治疗前患者特征如表 S1 所示。三个 WBC 组 （低、中和高） 的中位年龄相似 （分别为 46 、 44 和 43 岁），55% 的患者为男性。高 WBC 组患者在诊断时髓外疾病负担最高，其次是中低组患者 （分别为 38% vs. 29% 和 12%;p < .001）.中间 WBC 组患者更常有核心结合因子 AML （CBF-AML;p < .001），即藏匿 inv（16）（p13.1q22）/t（16;16）（第 13.1 页;Q22） 或 T（8;21）（q22;q22）¹² （表 S2），低 WBC 组患者更常具有复杂的核型 （p < .001）。高 WBC 组患者比中间组，尤其是低组患者更频繁地出现 FLT3-ITD （分别为 36% 和 24% 和 12%;p < .001）.在 FLT3-ITD 患者中，高 WBC 组的患者比中间组和低组患者更常具有高等位基因比 （≥50%） （分别为 30% vs. 17% vs. 5%;p < .001）.

中间 WBC 组患者具有较高的 CR 率 （p < .001），较长的 DFS （p = .002;图 S2）、EFS （p < .001;图 1A） 和 OS （p < .001;图 1B） 比其他两个 WBC 组的患者（表 S3）。中间WBC 组患者的 CR 率也较高 （p = .009;表 S4）、较长的 DFS （p = .01;表 S5）、EFS（p < .001;表 S6） 和 OS （p = .01;表 S7），在调整了表 S4-S7 中提供的其他变量后。
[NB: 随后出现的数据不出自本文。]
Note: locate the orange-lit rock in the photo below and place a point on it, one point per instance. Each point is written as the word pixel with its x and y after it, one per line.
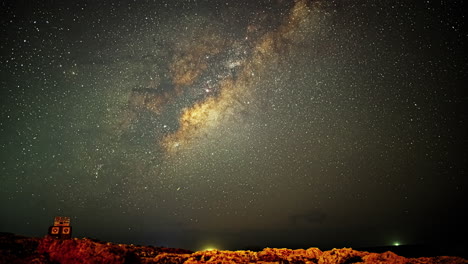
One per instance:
pixel 19 250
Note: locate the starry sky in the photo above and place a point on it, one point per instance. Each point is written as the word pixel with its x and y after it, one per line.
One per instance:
pixel 234 124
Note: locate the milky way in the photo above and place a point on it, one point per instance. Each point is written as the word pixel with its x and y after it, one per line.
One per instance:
pixel 234 123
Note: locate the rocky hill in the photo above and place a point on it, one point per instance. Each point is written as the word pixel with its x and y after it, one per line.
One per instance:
pixel 19 249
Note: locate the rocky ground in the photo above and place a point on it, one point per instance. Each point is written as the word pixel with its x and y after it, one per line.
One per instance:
pixel 19 249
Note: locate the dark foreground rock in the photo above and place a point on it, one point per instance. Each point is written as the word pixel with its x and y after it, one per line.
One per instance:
pixel 18 249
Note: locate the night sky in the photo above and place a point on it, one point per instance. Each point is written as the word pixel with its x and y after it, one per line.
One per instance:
pixel 232 124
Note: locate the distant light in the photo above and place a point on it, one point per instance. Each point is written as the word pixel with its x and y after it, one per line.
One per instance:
pixel 209 248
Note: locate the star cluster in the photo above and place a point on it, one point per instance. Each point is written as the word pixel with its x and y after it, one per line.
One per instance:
pixel 236 123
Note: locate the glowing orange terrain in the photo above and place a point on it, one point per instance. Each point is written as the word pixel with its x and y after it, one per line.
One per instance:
pixel 17 249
在根据 2022 年 ELN 分类分类的患者中，具有中间 WBC 的 Favorable 组中的 EFS 更长（p < .004;图 1C），并且按趋势与较长的 DFS 相关 （p = .08;图 S3）和 OS （p = .06;图 S4）比 WBC 高的患者。WBC 组不影响 2022 年 ELN 中间组或不良事件组的患者预后。在 2022 年 ELN 有利组中，中间 WBC 与较长的 DFS （p = .04）、EFS （p = .002） 和 OS （p = .005） 相关，在无 FLT3-ITD 的 NPM1 突变患者中，但在 CBF-AML 患者中则不相关（图 1D-F）。因此，我们的数据表明，可能是时候重新考虑所有诊断时 WBC 升高的 AML 患者复发或生存率恶化的可能性更大。例如，被归类为高 WBC 组的年轻 AML 患者，如果携带基因改变，将他们分配到 2022 ELN 中间组或不良事件组，其结果并不比分配到相同 2022 ELN 遗传风险组且 WBC 水平低或中等的其他患者更差。相比之下，我们的数据表明，属于 2022 年 ELN 良好组且属于高 WBC 组或低 WBC 组的患者需要更积极的缓解后治疗。这对于携带 CEBPA^bZIP 突变或在没有 FLT2022-ITD 的情况下具有 NPM1 突变的 3 ELN Favorable 患者尤其相关。 相反，属于中间 WBC 组的患有 AML 和 2022 年 ELN 良好特征的年轻人比低或高 WBC 类别中的年轻人表现更好。这一发现需要进一步的验证和探索。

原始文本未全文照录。